Nonato Guedes
Deu o esperado: o ministério que começou a ser anunciado pelo presidente eleito Luiz Inácio Lula da Silva contempla nomes que foram expoentes da coalizão política que ele arregimentou como lastro para enfrentar Jair Bolsonaro (PL) e vencê-lo nos dois turnos da disputa presidencial este ano. Nesse contexto, é claro, o Partido dos Trabalhadores, sigla que Lula fundou no ABC paulista e que se converteu em polo do cenário político brasileiro, foi contemplado à altura, da mesma forma como Lula prestigiou, sobremaneira, o seu vice-presidente, Geraldo Alckmin, que foi um ativo político importante para entronizar o ex-candidato junto ao empresariado e para amortecer eventuais resistências da parte das classes produtoras e do agronegócio à terceira eleição de Da Silva para o Palácio do Planalto.
Há quem considere que no desenho da equipe ministerial o presidente eleito foi generoso, também, com o “Centrão”, dentro dos acenos para garantir a governabilidade que passa pelo apoio desse agrupamento fisiológico atuante no Congresso Nacional, principalmente na Câmara dos Deputados. Lula, porém, já havia demonstrado que é um político pragmático na própria montagem dos palanques eleitorais, quando lançou mão do que chamou de “concertação política” em defesa da democracia, atraindo forças de centro-direita ou grupos políticos conservadores. O resultado foi expresso com a sua vitória nas urnas – uma verdadeira odisseia. As promissórias, agora, estão sendo resgatadas, mas Lula, habilidosamente, faz concessões à esquerda, agregando figuras que têm, inclusive, projeção internacional, junto a organizações ambientalistas e defensoras dos direitos humanos.
Remanescentes de gestões petistas como as de Lula e as de Dilma Rousseff estão representados na interface dada a público, como Alexandre Padilha nas Relações Institucionais e Fernando Haddad, na pasta da Fazenda. Seis mulheres foram indicadas para comandar pastas, inclusive a estratégica Saúde, que nos últimos meses do governo Bolsonaro ficou sob controle do cardiologista paraibano Marcelo Queiroga, havendo expectativa, ainda, sobre o aproveitamento de Simone Tebet (MDB), que como candidata a presidente da República foi fundamental na campanha de Lula no segundo turno, e Marina Silva (Rede), também um ativo eleitoral respeitável que foi arrebanhado na etapa decisiva da jornada do líder petista. No geral, há nomes altamente qualificados na composição do ministério da terceira gestão lulista, como, por igual, se trata de uma equipe aguerrida treinada para o período de terra arrasada que o novo governo enfrentará como reflexo da catastrófica herança bolsonarista. Até mesmo quem não votou em Lula dá um crédito de confiança, para não torcer contra o Brasil.

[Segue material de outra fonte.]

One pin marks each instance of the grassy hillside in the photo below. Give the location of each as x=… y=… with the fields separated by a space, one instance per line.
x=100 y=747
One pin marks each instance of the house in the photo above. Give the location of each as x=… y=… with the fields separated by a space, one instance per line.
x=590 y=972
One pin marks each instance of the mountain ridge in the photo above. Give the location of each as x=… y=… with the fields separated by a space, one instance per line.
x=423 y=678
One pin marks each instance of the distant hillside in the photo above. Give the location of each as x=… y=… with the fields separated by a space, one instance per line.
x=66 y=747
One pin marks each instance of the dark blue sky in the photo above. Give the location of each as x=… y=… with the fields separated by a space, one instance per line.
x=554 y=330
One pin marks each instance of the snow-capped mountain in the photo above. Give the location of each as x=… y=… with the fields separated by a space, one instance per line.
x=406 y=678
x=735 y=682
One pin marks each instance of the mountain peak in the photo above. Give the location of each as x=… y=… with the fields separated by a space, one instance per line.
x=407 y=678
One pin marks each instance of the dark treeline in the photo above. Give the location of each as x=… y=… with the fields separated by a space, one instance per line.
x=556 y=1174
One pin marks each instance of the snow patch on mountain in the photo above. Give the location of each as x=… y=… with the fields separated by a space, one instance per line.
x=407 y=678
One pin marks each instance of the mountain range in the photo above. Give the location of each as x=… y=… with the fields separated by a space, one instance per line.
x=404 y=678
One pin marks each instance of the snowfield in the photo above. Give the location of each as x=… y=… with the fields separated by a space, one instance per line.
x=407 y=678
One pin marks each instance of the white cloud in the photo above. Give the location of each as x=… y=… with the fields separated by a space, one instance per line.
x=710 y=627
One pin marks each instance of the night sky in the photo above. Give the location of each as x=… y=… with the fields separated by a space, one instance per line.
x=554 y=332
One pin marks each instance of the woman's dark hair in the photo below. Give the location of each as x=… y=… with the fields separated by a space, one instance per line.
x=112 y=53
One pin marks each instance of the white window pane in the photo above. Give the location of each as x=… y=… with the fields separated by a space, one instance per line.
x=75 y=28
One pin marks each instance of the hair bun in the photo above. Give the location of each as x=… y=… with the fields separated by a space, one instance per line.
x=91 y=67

Sobre a indicação do vice Geraldo Alckmin para comandar o Ministério do Desenvolvimento, Indústria e Comércio Exterior, foi encarada como mais uma prova da confiança que o presidente eleito deposita em seu companheiro de chapa, bem como como mais uma sinalização do novo governo ao setor produtivo. Pelo menos é o que afirmam interlocutores, tanto do mandatário como do vice. A Pasta, de imediato, terá mais peso e evidência sob o comando de Alckmin, que passa a acumular o ministério e a vice-presidência. Comandante do processo de transição que vigorou em Brasília, Alckmin ganhará ainda mais força e destaque na futura gestão, o que permite especular que não será uma peça decorativa na nova corte petista. Esse figurino agrada setores do mercado e do empresariado, temerosos de uma guinada à esquerda nos rumos do governo. Alckmin havia sido elogiado por Lula pelo trabalho na transição, considerado eficiente em meio às dificuldades criadas pelo governo Bolsonaro no repasse de informações.
Durante a campanha eleitoral, o ex-governador de São Paulo pelo PSDB, que concorreu pelo PSB para se tornar mais palatável a agrupamentos de esquerda, teve interlocução importante com empresários, inclusive os que estavam refratários a uma candidatura do ex-presidente Luiz Inácio Lula da Silva. Geraldo Alckmin chegou a ser cotado para comandar o Ministério da Fazenda, mas supostamente teria sido descartado diante de resistências emanadas de setores ortodoxos do PT que ainda não o assimilaram completamente. Seja como for, com a escolha para o Ministério do Desenvolvimento, Lula também repetirá a fórmula utilizada em 2004, em seu primeiro mandato no Planalto, quando o empresário José Alencar, então vice-presidente, passou a comandar a pasta da Defesa. A escolha de Alckmin também é mais uma forma de contemplar o PSB paulista, importante peça na costura que levou o ex-governador tucano a se transformar no vice de Lula na campanha.